Immerse in 20-fold diluted antiformin containing 3 minutes (1 minute of which is ultrasonic cleaning). After this, rinse anti-formin 3 times with sterile water.
【0015】根を持たない苗条の再生 (培地及び植物ホルモン)一部改変したWPM培地(第
1表)を1/2に希釈し、これにショ糖3%を添加し
た。
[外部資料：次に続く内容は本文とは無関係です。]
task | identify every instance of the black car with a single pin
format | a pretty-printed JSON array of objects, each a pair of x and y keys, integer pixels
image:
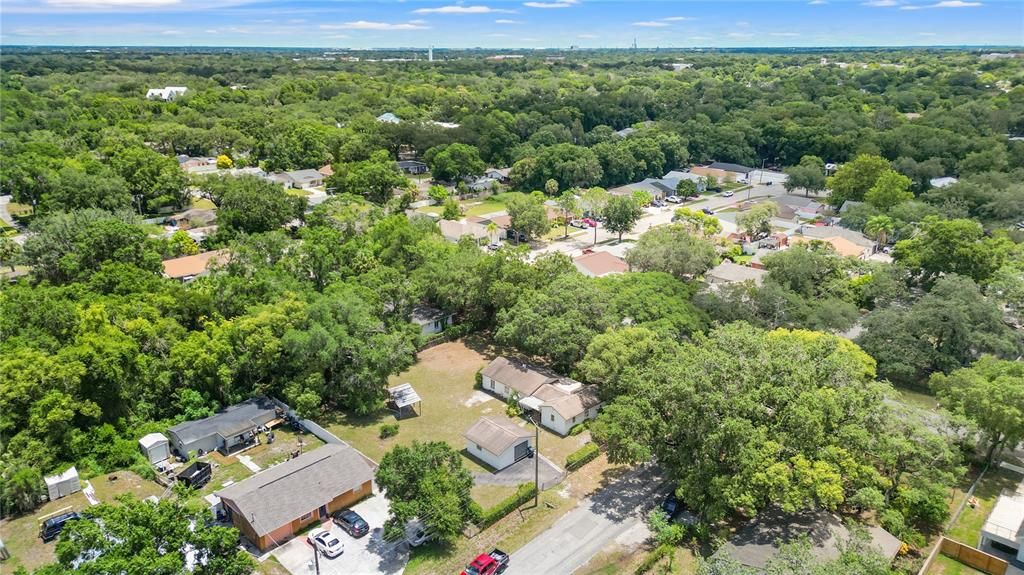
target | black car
[
  {"x": 351, "y": 523},
  {"x": 53, "y": 526},
  {"x": 671, "y": 504}
]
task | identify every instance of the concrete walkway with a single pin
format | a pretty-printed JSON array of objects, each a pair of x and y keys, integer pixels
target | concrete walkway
[{"x": 596, "y": 522}]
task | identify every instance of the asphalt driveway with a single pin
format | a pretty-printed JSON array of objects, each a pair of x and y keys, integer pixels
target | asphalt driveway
[{"x": 367, "y": 556}]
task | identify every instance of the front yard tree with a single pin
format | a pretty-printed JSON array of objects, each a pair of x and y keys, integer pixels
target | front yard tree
[
  {"x": 135, "y": 536},
  {"x": 673, "y": 250},
  {"x": 426, "y": 481},
  {"x": 989, "y": 394},
  {"x": 621, "y": 215},
  {"x": 528, "y": 215}
]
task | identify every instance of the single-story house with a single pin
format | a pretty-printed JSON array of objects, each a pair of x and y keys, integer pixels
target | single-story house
[
  {"x": 739, "y": 171},
  {"x": 498, "y": 441},
  {"x": 187, "y": 268},
  {"x": 598, "y": 264},
  {"x": 561, "y": 402},
  {"x": 755, "y": 544},
  {"x": 1004, "y": 530},
  {"x": 942, "y": 182},
  {"x": 225, "y": 431},
  {"x": 273, "y": 504},
  {"x": 430, "y": 319},
  {"x": 728, "y": 272},
  {"x": 155, "y": 446},
  {"x": 500, "y": 174},
  {"x": 413, "y": 167},
  {"x": 562, "y": 409},
  {"x": 705, "y": 171},
  {"x": 168, "y": 93},
  {"x": 62, "y": 484}
]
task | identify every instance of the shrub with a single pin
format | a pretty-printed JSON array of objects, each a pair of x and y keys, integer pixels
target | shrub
[
  {"x": 522, "y": 494},
  {"x": 582, "y": 456}
]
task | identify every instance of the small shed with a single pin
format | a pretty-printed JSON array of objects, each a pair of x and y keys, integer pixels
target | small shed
[
  {"x": 156, "y": 447},
  {"x": 403, "y": 398},
  {"x": 64, "y": 484}
]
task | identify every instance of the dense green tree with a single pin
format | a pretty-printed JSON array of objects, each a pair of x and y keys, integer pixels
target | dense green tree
[{"x": 427, "y": 481}]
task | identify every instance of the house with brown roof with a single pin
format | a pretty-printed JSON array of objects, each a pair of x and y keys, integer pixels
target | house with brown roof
[
  {"x": 598, "y": 264},
  {"x": 272, "y": 505},
  {"x": 187, "y": 268},
  {"x": 499, "y": 441}
]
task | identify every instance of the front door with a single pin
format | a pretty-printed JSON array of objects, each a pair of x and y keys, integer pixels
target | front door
[{"x": 521, "y": 450}]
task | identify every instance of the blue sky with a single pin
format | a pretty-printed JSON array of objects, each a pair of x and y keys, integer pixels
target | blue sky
[{"x": 591, "y": 24}]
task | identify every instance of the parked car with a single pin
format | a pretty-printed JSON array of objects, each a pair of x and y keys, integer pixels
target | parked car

この培地にサイトカイニン系植物ホルモンとして2
iP2mg/lとオーキシン系植物ホルモンとしてIAA0.
1mg/l を加え、pH5.4 に調整した。この培地を100ml 容
量のガラス製三角フラスコ(底面積:約20cm2 )に40ml
ずつ分注し、さらに寒天0.7 %を加えオートクレーブに
よって滅菌した(121 ℃、1.2kg/cm2、15分間)。 Regeneration of shoots without roots (medium and plant hormones) A partially modified WPM medium (Table 1) was diluted to 1/2 and sucrose 3% was added thereto. 2 in this medium as cytokinin type plant hormone
iP2 mg / l and IAA0.
The pH was adjusted to 5.4 by adding 1 mg / l. 40 ml of this medium is put into a 100 ml glass Erlenmeyer flask (bottom area: about 20 cm 2 ).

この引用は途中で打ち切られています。